Lalu ia mendengar perbincangan dua orang di dalam kamar mandi.
"Eh tau gak! beberapa bulan yang lalu ada yang bunuh diri lo di sekolah ini."
"Yakin kamu!" ucap wanita berambut keriting itu seraya menoleh kesana kemari.
"Iya, aku aja baru tau dari anak-anak.
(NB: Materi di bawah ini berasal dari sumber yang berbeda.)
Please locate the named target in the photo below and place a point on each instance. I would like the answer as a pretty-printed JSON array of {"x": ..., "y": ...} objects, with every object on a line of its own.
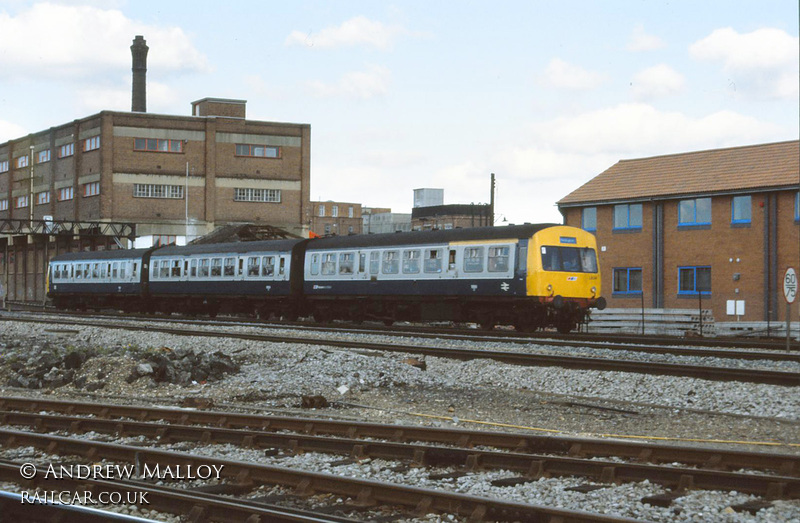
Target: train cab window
[
  {"x": 230, "y": 266},
  {"x": 498, "y": 259},
  {"x": 374, "y": 262},
  {"x": 268, "y": 266},
  {"x": 433, "y": 260},
  {"x": 216, "y": 267},
  {"x": 411, "y": 261},
  {"x": 473, "y": 259},
  {"x": 346, "y": 263},
  {"x": 391, "y": 262},
  {"x": 253, "y": 266},
  {"x": 328, "y": 264}
]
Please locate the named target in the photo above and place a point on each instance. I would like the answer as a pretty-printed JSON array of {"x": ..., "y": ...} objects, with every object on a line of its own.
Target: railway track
[
  {"x": 769, "y": 475},
  {"x": 517, "y": 358}
]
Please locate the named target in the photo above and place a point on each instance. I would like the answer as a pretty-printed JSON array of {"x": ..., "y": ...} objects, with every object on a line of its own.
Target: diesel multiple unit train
[{"x": 530, "y": 276}]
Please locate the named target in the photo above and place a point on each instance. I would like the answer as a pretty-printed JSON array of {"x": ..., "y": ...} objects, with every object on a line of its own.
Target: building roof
[{"x": 765, "y": 166}]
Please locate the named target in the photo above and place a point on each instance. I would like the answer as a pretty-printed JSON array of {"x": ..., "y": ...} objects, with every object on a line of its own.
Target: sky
[{"x": 428, "y": 93}]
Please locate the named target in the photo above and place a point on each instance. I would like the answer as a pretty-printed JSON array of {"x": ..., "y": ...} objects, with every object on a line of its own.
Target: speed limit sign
[{"x": 790, "y": 285}]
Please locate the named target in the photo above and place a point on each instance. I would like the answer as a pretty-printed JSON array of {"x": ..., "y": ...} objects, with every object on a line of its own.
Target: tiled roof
[{"x": 719, "y": 170}]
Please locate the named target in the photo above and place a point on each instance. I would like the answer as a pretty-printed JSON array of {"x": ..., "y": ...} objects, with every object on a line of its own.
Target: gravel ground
[{"x": 387, "y": 388}]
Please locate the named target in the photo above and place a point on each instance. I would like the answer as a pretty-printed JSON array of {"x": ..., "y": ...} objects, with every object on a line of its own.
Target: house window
[
  {"x": 91, "y": 189},
  {"x": 158, "y": 145},
  {"x": 741, "y": 209},
  {"x": 149, "y": 190},
  {"x": 66, "y": 150},
  {"x": 692, "y": 280},
  {"x": 694, "y": 212},
  {"x": 67, "y": 193},
  {"x": 43, "y": 156},
  {"x": 257, "y": 151},
  {"x": 589, "y": 219},
  {"x": 91, "y": 144},
  {"x": 628, "y": 216},
  {"x": 258, "y": 195},
  {"x": 628, "y": 280}
]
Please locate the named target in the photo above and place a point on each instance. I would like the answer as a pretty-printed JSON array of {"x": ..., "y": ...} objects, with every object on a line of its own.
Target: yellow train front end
[{"x": 564, "y": 275}]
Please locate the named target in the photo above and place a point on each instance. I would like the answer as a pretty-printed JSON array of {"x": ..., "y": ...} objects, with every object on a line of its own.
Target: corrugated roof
[{"x": 719, "y": 170}]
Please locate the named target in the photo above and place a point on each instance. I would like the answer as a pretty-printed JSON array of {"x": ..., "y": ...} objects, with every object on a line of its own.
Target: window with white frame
[
  {"x": 258, "y": 195},
  {"x": 152, "y": 190}
]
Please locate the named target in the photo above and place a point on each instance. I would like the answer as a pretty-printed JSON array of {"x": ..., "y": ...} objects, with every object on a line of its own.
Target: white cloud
[
  {"x": 641, "y": 41},
  {"x": 356, "y": 31},
  {"x": 564, "y": 75},
  {"x": 763, "y": 62},
  {"x": 357, "y": 84},
  {"x": 656, "y": 82},
  {"x": 64, "y": 41}
]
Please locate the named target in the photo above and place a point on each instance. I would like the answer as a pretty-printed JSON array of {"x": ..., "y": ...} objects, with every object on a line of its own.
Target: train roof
[
  {"x": 112, "y": 254},
  {"x": 229, "y": 247},
  {"x": 429, "y": 237}
]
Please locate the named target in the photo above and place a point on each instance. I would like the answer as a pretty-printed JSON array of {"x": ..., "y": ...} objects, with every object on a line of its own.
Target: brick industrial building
[
  {"x": 171, "y": 177},
  {"x": 716, "y": 228}
]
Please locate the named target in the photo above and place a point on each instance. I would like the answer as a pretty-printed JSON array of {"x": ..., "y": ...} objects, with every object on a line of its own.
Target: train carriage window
[
  {"x": 268, "y": 265},
  {"x": 216, "y": 267},
  {"x": 411, "y": 261},
  {"x": 391, "y": 262},
  {"x": 328, "y": 264},
  {"x": 253, "y": 266},
  {"x": 473, "y": 259},
  {"x": 374, "y": 262},
  {"x": 346, "y": 263},
  {"x": 176, "y": 269},
  {"x": 433, "y": 260},
  {"x": 498, "y": 259},
  {"x": 230, "y": 266}
]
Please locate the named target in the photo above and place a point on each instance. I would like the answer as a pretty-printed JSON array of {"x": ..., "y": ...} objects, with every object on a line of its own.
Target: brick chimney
[{"x": 139, "y": 98}]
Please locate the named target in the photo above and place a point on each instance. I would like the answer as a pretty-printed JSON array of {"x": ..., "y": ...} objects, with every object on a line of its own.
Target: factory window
[
  {"x": 628, "y": 216},
  {"x": 91, "y": 144},
  {"x": 473, "y": 259},
  {"x": 627, "y": 280},
  {"x": 411, "y": 261},
  {"x": 328, "y": 264},
  {"x": 589, "y": 219},
  {"x": 694, "y": 280},
  {"x": 741, "y": 209},
  {"x": 66, "y": 150},
  {"x": 158, "y": 145},
  {"x": 91, "y": 189},
  {"x": 391, "y": 262},
  {"x": 433, "y": 260},
  {"x": 66, "y": 193},
  {"x": 258, "y": 195},
  {"x": 694, "y": 212},
  {"x": 151, "y": 190},
  {"x": 346, "y": 263},
  {"x": 257, "y": 151}
]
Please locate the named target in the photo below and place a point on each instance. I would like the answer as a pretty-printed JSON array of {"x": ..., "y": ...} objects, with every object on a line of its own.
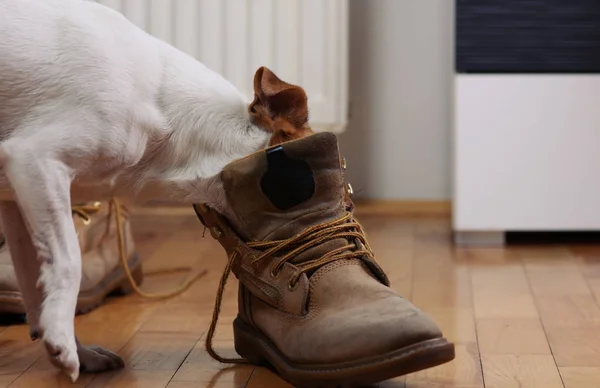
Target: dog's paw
[
  {"x": 94, "y": 359},
  {"x": 64, "y": 356}
]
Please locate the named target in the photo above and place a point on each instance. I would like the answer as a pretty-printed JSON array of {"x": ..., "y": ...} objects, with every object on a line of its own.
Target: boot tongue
[{"x": 279, "y": 192}]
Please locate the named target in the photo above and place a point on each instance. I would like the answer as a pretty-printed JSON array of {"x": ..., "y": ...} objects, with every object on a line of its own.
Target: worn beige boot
[
  {"x": 102, "y": 270},
  {"x": 313, "y": 302}
]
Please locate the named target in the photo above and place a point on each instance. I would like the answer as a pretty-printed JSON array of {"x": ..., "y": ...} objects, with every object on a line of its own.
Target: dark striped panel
[{"x": 528, "y": 36}]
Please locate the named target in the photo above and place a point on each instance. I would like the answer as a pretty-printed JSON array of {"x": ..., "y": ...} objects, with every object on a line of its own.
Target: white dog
[{"x": 92, "y": 106}]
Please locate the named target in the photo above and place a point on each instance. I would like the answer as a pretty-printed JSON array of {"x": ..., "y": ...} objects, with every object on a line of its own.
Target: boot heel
[{"x": 245, "y": 344}]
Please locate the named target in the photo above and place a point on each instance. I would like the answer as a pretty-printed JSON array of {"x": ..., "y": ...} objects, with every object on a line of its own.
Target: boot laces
[{"x": 345, "y": 227}]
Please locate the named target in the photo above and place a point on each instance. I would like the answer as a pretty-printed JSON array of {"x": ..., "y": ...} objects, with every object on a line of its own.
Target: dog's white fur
[{"x": 92, "y": 106}]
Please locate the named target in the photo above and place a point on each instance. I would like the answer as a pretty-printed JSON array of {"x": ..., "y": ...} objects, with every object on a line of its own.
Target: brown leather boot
[
  {"x": 102, "y": 270},
  {"x": 313, "y": 302}
]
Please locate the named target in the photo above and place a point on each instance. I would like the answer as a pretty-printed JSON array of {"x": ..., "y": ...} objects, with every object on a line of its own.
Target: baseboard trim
[{"x": 389, "y": 208}]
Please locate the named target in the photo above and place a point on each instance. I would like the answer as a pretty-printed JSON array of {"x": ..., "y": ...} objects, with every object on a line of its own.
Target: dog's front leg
[
  {"x": 24, "y": 258},
  {"x": 42, "y": 189},
  {"x": 27, "y": 268}
]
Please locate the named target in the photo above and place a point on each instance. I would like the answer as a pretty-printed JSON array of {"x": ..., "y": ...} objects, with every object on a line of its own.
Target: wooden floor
[{"x": 520, "y": 317}]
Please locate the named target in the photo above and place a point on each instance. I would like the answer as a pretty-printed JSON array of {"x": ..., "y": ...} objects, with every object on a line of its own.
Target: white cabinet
[
  {"x": 303, "y": 41},
  {"x": 526, "y": 153}
]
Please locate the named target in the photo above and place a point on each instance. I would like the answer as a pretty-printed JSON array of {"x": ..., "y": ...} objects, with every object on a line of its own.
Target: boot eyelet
[{"x": 274, "y": 273}]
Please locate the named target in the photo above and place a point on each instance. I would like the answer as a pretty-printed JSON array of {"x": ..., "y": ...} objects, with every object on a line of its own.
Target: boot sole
[
  {"x": 260, "y": 351},
  {"x": 115, "y": 283}
]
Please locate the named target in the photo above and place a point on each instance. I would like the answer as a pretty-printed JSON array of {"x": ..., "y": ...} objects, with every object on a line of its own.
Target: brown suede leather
[
  {"x": 342, "y": 311},
  {"x": 97, "y": 233}
]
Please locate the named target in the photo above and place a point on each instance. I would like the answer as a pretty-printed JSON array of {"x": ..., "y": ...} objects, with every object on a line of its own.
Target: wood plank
[
  {"x": 511, "y": 336},
  {"x": 464, "y": 371},
  {"x": 17, "y": 353},
  {"x": 580, "y": 377},
  {"x": 502, "y": 292},
  {"x": 531, "y": 371}
]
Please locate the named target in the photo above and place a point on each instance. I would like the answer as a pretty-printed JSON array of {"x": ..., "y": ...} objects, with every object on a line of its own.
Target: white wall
[{"x": 401, "y": 61}]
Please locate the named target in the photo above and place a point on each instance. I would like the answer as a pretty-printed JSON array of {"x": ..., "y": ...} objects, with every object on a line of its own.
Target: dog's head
[{"x": 279, "y": 108}]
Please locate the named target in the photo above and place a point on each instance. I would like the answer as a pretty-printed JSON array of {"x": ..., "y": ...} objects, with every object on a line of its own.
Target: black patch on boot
[{"x": 288, "y": 182}]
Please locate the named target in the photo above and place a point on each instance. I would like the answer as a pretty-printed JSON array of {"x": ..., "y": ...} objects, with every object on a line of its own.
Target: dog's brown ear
[{"x": 279, "y": 107}]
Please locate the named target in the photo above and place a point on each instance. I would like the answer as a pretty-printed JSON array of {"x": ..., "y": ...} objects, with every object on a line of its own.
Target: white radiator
[{"x": 303, "y": 41}]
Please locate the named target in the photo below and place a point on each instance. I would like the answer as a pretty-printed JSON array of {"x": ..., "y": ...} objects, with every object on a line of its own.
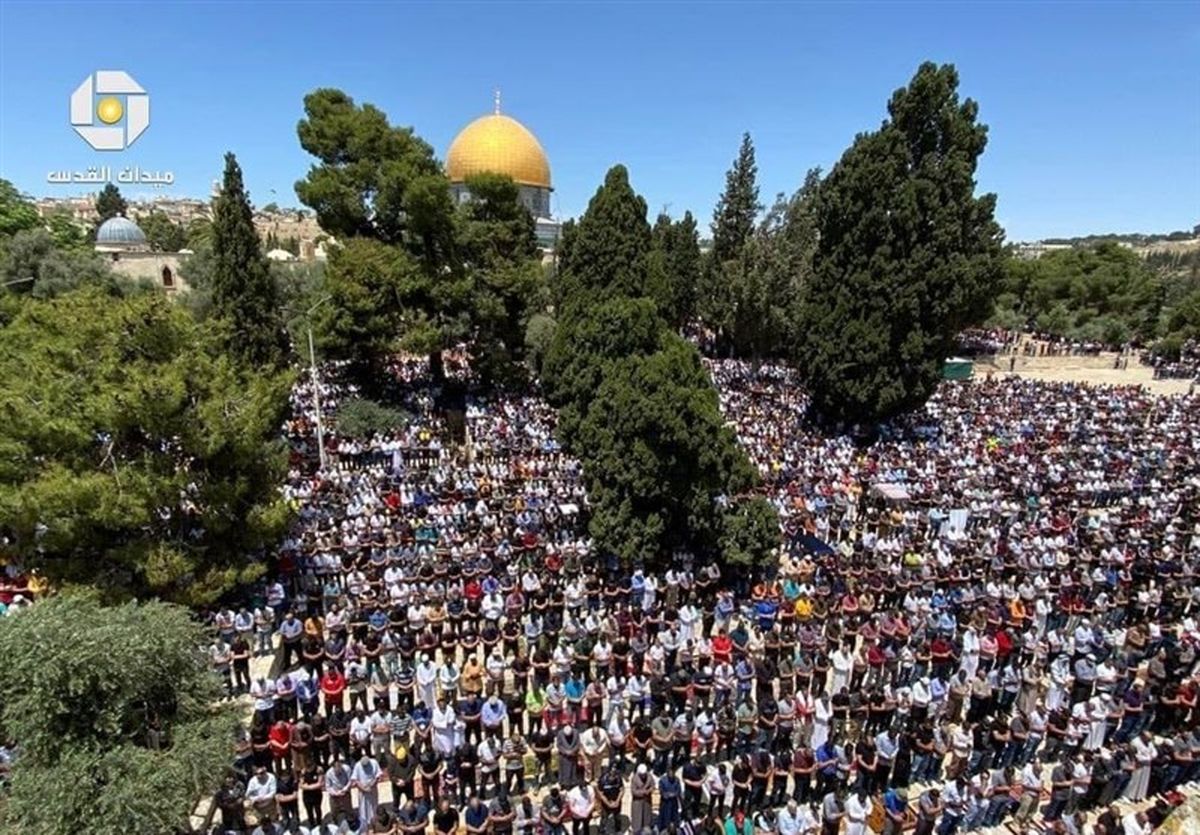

Dan tau gak, katanya kalau kita manggil namanya tiga kali di depan cermin, dan bilang kamu yang selanjutnya, arwahnya bakal datang ke kita terus ngabulin semua permintaan kita!" ucap wanita berbando itu seraya mencuci tangannya.
"Udah mirip Aladin dong."
"Beda geblek, itu kan jin."
"Terus namanya siapa?"
"Melati!" mendadak angin dingin bertiup menghampiri mereka berdua membuat suasana di kamar mandi yang lampunya redup itu sedikit menyeramkan.
"Haduh kenapa jadi dingin gini, udah yuk jangan ngomongin itu, serem tau."
Mereka berdua keluar dari kamar mandi, meninggalkan Shifa yang masih menahan tangisnya.
"Tapi beneran nih, si Melati itu bisa ngabulin permintaan kita?" tanya wanita berambut keriting itu masih penasaran.
"Beneran kok, ada yang udah nyoba. Tapi ...! beberapa bulan kemudian yang nyoba manggil Melati bakalan mati."
"Apaaa! ih serem banget, udah yuk balik ke kelas." Mereka berlarian masuk ke kelas.
Shifa mendengar perkataan mereka tadi tentang Melati, ia begitu penasaran.
***
Sesampainya di rumah, sudah biasa rumah Shifa terlihat sepi karena ibunya selalu bekerja di rumah tetangganya. Ia duduk dan merenung di atas ranjangnya.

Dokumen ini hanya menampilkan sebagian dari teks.